We believed that laboratories and millions were needed to build a GPU. A maker is setting one up at home

For years we have assumed that build a GPU It was a field reserved for companies with advanced factories, engineering teams and million-dollar budgets. It wasn’t an absurd idea: just look at the complexity of any modern graphics card to understand why it seemed out of reach for a person. But what he has done Matthias Balwierzknown as Bitluni, forces us to qualify that certainty. It has not replicated a GeForce nor does it intend to compete with NVIDIA, but it does is building from home a graphics machine with thousands of RISC-V microcontrollers.

The first phase brings together 8,192 of those microcontrollers, each linked directly to an RGB LED. This decision makes the montage difficult to fit into the usual categories: the design brings together in the same structure the graphic processing and the surface on which the result must appear. In technical terms, it is designed to act as both a graphics card and a screen, without depending on a separate monitor. Of course, the project remains a partial prototype, still far from the scale and capabilities planned for the complete system.

A GPU made pixel by pixel

That architecture was not defined from the beginning. The maker began thinking about building some type of screen, but when studying the cost and difficulty of the project he ruled out resorting to components Addressable RGBwhich would have made the whole set too expensive. The alternative was more direct: solder an LED to each microcontroller and turn each chip into a visible graphics unit on its own. The decision contained part of the budget, although it multiplied the design, assembly and programming work necessary to coordinate thousands of elements.

The scale becomes clearer when we look at the complete objective. A resolution of 1920×1080 would have required more than two million microcontrollers, shooting the cost and complexity far beyond what Bitluni had set itself. The maker then lowered the ambition to 320×200 pixels, a resolution associated with video games of the DOS era, but which still requires 64,000 chips. The components installed so far represent just a first stage of a machine that would multiply its size almost eightfold if it is completed.

To organize such a large amount of hardware, Bitluni divided the system into 16×32 “pixel” boards, conceived as independent modules within the set.
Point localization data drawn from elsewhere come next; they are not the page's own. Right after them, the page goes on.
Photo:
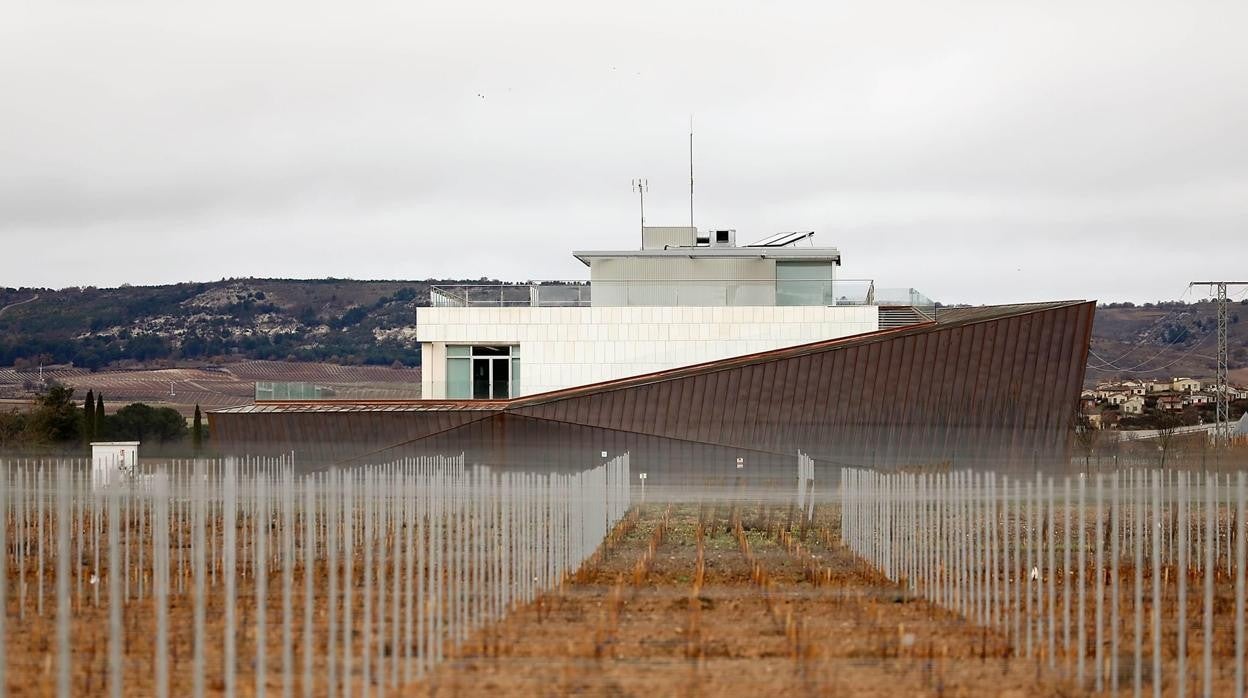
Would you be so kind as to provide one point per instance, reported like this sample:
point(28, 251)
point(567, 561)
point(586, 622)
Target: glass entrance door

These are distributed in a circular arrangement that reminds of Cray-1the historic supercomputer of the seventies, although the reference is mainly visual. Internal coordination is also hierarchical: each group of 32 microcontrollers is under the control of a more powerful CH32V unit, in charge of organizing the operation of that section and serving as an intermediate level within the machine.

GPU 3
GPU 3

The choice of the QingKe CH570 explains part of the economic logic of the project. It is a microcontroller with a 32-bit RISC-V CPU, a limited instruction set and a frequency of up to 100 MHz. It also integrates a USB controller, a 2.4 GHz transceiver and support for Bluetooth 5.0 LE. Bitluni was able to buy each unit for about $0.13, but the advantage is diluted when multiplied by the entire planned matrix: only the chips necessary to reach 320×200 pixels would exceed $8,000.

GPU 2
GPU 2

The problem grows when projecting the power supply of the complete system. It speaks of an estimate of 2,161 W, equivalent to about 655 amps at 3.3Vfor the final planned configuration. The media points out that each microcontroller consumes around 10 mA, although it does not offer a breakdown that allows us to separate the expense of the chips, LEDs and auxiliary electronics. To support such a load, Bitluni has turned to a source Corsair WS3000 and own converters capable of transforming the 12 V output into the required 3.3 V.

GPU 4
GPU 4

A big part of the project is also making the infrastructure that allows everything else to work. Bitluni designed the PCBs, power circuits, interface boards and breadboards, tackling a six-layer board for the first time. The complexity of the design ended up pushing him to the limits of the manufacturing service he used. In parallel, he studied an immersion cooling solution and came to the size of the acrylic container he would have needed, although he left that option on hold for economic and environmental reasons.

GPU 1
GPU 1

Programming posed another problem of scale: it was not enough to manufacture the boards, the code also had to be loaded into each microcontroller. To avoid doing it by hand, Bitluni 3D printed a small tool with three contacts and attached it to the carriage. a 3D printer. A Python script sent G-code commands to move it to the exact position of each chip and complete the process in a repeatable manner. The printer thus stopped manufacturing parts to become an automated programming machine.

This machine does not compete in performance, efficiency or size with a modern graphics card, nor has it yet reached the scale that Bitluni projected. Its value lies in exposing, through separate components, tasks that a commercial solution concentrates or distributes among specialized chips and circuits: calculation, control, power, coordination and visualization. By rebuilding them with low-cost microcontrollers, the maker has turned an unusual idea into a system that can be designed, tested and expanded in stages. It is not a conventional home GPU, but an engineering experiment taken to unusual limits.